All Officers, non-commissioned Officers and Soldiers, belonging to the regiments at present encamped, are on no pretence (sickness excepted) to lay out of their respective encampments.

Col. Wyllys’s regiment, to march to morrow morning, at eight o’clock, and encamp on the ground, marked out for them in their brigade.

The Regiment and Company of Artillery, to be quarter’d in the Barracks of the upper and lower Batteries, and in the Barracks near the Laboratory—As soon as the Guns are placed in the Batteries to which they are appointed, the Colonel of Artillery, will detach the proper number of officers and men, to manage them—These are to encamp with the Brigades they are posted with.

The Colonel of Artillery, to order all the cannon and musquet Cartridges, to be filled in a room appointed for that purpose, in the upper battery, near the bowling Green Cannon and Musquet Powder, sufficient for the above purpose to be lodged in the Magazine prepar’d to receive it, in the upper battery.

All the Boat Builders, Carpenters and Painters, in the several Regiments and Corps, to be sent to Major General Putnam’s quarters, to morrow morning at Six o’Clock, to receive his orders.

His Excellency has been pleased to appoint, Hugh Hughes Esqr. Assistant, Quarter Master General—he is to be obeyed as such.1

Serjt John Smith, of Capt. Adams’s Company, in Col. Irvine’s Regt2 tried at a late General Court Martial, whereof Col. Huntington was president, for “forging an3 Order on the Commissary General, in the Name of Col. Irvine, with an Intent of defrauding the Continent, in drawing Twenty two shillings and six pence, for rations which were not due”—The Court finding the prisoner guilty of the charge, do sentence him to be reduced to the ranks, and to be mulcted two months pay.

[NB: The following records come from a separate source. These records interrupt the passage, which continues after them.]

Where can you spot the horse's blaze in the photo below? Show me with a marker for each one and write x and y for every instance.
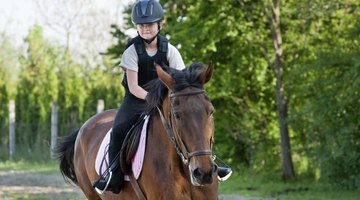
(202, 170)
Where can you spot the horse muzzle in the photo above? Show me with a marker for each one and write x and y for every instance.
(202, 175)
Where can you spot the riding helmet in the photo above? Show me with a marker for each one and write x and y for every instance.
(147, 11)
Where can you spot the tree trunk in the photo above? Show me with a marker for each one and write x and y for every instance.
(281, 101)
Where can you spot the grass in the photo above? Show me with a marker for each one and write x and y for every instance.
(245, 183)
(253, 185)
(21, 165)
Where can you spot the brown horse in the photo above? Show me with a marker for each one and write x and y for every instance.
(181, 168)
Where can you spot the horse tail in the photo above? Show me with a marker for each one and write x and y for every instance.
(65, 154)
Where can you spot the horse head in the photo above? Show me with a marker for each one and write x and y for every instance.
(190, 115)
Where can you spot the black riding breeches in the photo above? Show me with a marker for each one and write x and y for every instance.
(130, 110)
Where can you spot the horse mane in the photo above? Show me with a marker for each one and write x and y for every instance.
(188, 77)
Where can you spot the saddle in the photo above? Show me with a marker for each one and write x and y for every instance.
(130, 145)
(131, 154)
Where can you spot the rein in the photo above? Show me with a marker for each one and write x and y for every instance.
(182, 151)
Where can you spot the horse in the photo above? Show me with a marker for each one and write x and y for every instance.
(178, 161)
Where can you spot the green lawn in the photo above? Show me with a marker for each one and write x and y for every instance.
(247, 184)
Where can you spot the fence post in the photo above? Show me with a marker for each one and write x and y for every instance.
(100, 106)
(12, 129)
(54, 128)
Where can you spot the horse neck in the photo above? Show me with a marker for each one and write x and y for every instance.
(166, 153)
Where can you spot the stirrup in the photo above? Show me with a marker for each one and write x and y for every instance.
(99, 191)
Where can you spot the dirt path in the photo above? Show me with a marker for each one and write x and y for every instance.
(36, 185)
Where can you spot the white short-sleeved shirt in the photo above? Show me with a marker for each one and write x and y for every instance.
(130, 58)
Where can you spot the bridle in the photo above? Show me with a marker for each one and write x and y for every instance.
(180, 146)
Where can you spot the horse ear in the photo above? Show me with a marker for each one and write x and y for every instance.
(206, 75)
(165, 77)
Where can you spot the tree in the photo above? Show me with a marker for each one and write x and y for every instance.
(281, 100)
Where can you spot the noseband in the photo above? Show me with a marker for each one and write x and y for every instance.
(181, 150)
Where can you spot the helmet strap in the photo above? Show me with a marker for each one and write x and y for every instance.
(149, 41)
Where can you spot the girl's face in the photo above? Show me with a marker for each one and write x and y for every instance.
(147, 31)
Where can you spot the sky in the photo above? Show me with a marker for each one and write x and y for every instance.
(17, 16)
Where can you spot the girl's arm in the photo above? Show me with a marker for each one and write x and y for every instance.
(135, 89)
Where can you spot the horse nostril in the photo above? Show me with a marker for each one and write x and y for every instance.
(198, 173)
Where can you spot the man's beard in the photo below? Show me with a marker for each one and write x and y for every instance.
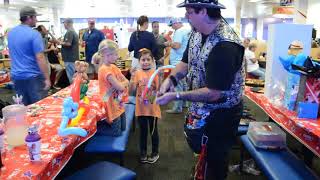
(192, 27)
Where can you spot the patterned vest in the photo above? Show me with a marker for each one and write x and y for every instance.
(196, 78)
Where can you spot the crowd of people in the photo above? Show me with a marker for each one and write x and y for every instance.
(209, 73)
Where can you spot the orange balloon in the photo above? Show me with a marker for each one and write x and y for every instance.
(75, 89)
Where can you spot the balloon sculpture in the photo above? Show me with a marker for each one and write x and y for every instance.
(74, 109)
(147, 88)
(295, 79)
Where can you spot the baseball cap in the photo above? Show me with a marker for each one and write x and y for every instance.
(68, 20)
(296, 45)
(91, 20)
(28, 11)
(174, 20)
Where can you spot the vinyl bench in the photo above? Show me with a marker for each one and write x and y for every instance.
(103, 170)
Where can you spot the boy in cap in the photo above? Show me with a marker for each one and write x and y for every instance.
(213, 65)
(29, 68)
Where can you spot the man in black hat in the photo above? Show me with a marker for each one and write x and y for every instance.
(29, 68)
(70, 48)
(213, 65)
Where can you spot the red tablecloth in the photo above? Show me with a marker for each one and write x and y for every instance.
(55, 150)
(4, 78)
(307, 131)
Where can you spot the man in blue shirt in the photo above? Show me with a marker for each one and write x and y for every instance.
(29, 69)
(92, 38)
(178, 46)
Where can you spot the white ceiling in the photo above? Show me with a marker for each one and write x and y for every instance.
(133, 8)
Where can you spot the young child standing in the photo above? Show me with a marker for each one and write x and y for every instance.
(147, 111)
(113, 90)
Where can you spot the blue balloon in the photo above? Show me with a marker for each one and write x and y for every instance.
(299, 60)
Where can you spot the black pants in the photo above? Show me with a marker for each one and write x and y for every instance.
(153, 128)
(221, 130)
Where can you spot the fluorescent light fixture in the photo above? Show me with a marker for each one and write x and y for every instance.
(33, 1)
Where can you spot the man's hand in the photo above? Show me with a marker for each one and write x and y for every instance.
(161, 60)
(47, 84)
(166, 98)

The General approves the above sentence, and orders Col. Irvine to see it put in execution.

Varick transcript, DLC:GW.

1Hugh Hughes (1727–1802), a leader of the New York Sons of Liberty, was designated by the provincial congress on 15 Feb. 1776 commissary of the Continental stores in and around New York City. His appointment by GW of this date allowed him to continue his duties as a subordinate of GW’s quartermaster general. Hughes proved himself an energetic and dependable staff officer during the next several months, and when the army retreated from New York in November 1776, he remained behind to care for stores deposited at Fishkill and Peekskill. Hughes subsequently became deputy quartermaster general for New York with the rank of colonel. He resigned that office in the spring of 1778 but resumed it two years later and served until the end of 1782. For Hughes’s frustrated attempts after the war to collect the money owed him for his military service, see Carp, To Starve the Army at Pleasure description begins E. Wayne Carp. To Starve the Army at Pleasure: Continental Army Administration and American Political Culture, 1775–1783. Chapel Hill, N.C., 1984. description ends , 134–35; see also Hughes to Hamilton, 21 Nov. 1790, and note 1, in Syrett, Hamilton Papers description begins Harold C. Syrett et al., eds. The Papers of Alexander Hamilton. 27 vols. New York, 1961–87. description ends , 26:581–85.

2Robert Adams (d. 1776) was commissioned a captain in Col. William Irvine’s 6th Pennsylvania Regiment in January 1776 and was killed by Indians near Île aux Noix, Canada, in June when he and several other members of the regiment left the American camp on the island without their weapons to fish and drink spruce beer at a house on the mainland.

3The copyist inadvertently wrote “and” on the manuscript.